Even when they're obviously treated wrongly, black people cannot be portrayed too sympathetically. We can point out that Mychal Bell has a previous assault charge (no circumstances mentioned) but not the extent to which black students were repeatedly provoked and then punished.
We can't speak too frankly about what a white person did to hurt a black person...the culprit has to be the abstract concept of "racism".
We don't allow ourselves to THINK objectively enough about race to talk sensibly about it.
So we blame rural southerners and act like this is something that would only happen in Louisiana.
This is not me trying to say that the south is free of racism...this is me saying that this whole country has a serious problem with racism.
I worry that people will look at the coverage of this case and see it as foreign to their world because it happened in the south...you know, where we hang black people weekly while drinking mint juleps and flirting with our cousins.
I worry people will say, "Thank god we don't live there! We're so much better off in Connecticut! "
Guess what...if you live in the U.S, you do live there.
What happened in the little, podunk, deep-fried town of Jena, LA could happen, has happened, and still happens anywhere else in the country.
I'm not Rev. Jesse Jackson's biggest fan but he got it right when he said, "There's a Jena in every state."
That means we'd have to cut down a hell of a lot of trees to make this problem go away.
Please remember that...and look closely at your backyard too.
But, the best part of this whole thing?
This.
The estimated 15,000 to 20,000 demonstrators shut down the town of 3,000 in central Louisiana.
Many residents left for the day, and government agencies, businesses and schools were closed.
Sgt.Tim Ledet of the Louisiana State Police said protesters in buses were still bringing people to town at midday because of the gridlock, but many protesters got off and walked into town on foot.
Ain't that a beautiful thing?
As much as I feel sorry for those six boys, part of me is glad this happened. Maybe America needed to see outraged people marching on a town and demanding that things be done differently.

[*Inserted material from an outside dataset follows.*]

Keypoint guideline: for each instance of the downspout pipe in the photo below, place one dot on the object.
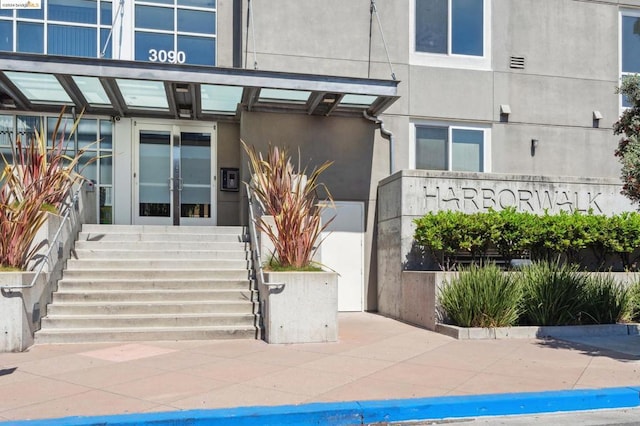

I know it made me ashamed of myself.
I can't count the number of times in the past couple years that I've shrugged in frustration at some injustice, saying, "Yeah, it's fucked, but what can we do? They have tanks. Rock doesn't beat tank."

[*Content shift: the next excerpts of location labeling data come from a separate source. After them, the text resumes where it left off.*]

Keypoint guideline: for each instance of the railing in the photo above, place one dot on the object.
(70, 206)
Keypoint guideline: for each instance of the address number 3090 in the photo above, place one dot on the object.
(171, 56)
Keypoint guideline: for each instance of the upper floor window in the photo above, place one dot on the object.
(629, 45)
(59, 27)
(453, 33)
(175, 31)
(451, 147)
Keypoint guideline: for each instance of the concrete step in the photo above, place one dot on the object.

Then I see thousands of people riding on buses from as far away as California, walking miles into town if their "escorts" took too long...because they wanted to do something.
...and they shut that town DOWN!
That doesn't make me misty-eyed...that causes me to straight out cry.

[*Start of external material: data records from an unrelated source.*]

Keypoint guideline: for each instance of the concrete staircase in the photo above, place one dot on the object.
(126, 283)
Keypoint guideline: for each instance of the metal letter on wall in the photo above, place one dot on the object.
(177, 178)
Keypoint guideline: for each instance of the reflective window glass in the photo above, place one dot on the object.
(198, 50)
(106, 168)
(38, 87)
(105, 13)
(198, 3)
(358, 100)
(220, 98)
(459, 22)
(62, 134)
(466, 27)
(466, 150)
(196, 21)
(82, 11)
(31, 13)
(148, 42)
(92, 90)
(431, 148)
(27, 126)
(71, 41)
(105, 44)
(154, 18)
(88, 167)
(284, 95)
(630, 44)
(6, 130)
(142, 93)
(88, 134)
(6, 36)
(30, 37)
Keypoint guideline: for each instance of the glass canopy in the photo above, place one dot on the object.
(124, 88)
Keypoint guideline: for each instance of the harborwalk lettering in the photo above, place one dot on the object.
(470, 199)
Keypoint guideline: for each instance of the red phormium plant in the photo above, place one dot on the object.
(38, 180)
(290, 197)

I'm proud of the people who did something about injustice in their backyard...and grateful to the rest of the country for coming down and helping them to do it.
They made CNN look at Jena instead of OJ and Britney. With the number of cases like this that go unnoticed, that's something! Whatever Jena does now, they have to do knowing that the world is watching and judging THEM.
That's what I want to hold in my mind from this and what I want America to see, not yet another case of white favored over black, but what we can do when we're not too scared and lazy to change things.
We can make people see the spot where they cut the tree down.
P.S. David Bowie gets extra points in my book for his contribution to the defense fund...and for being disturbingly hot at the ripe old age of sixty.
P.S.S. Thanks to
anchasta for her post about this, which provided the banner I thieved.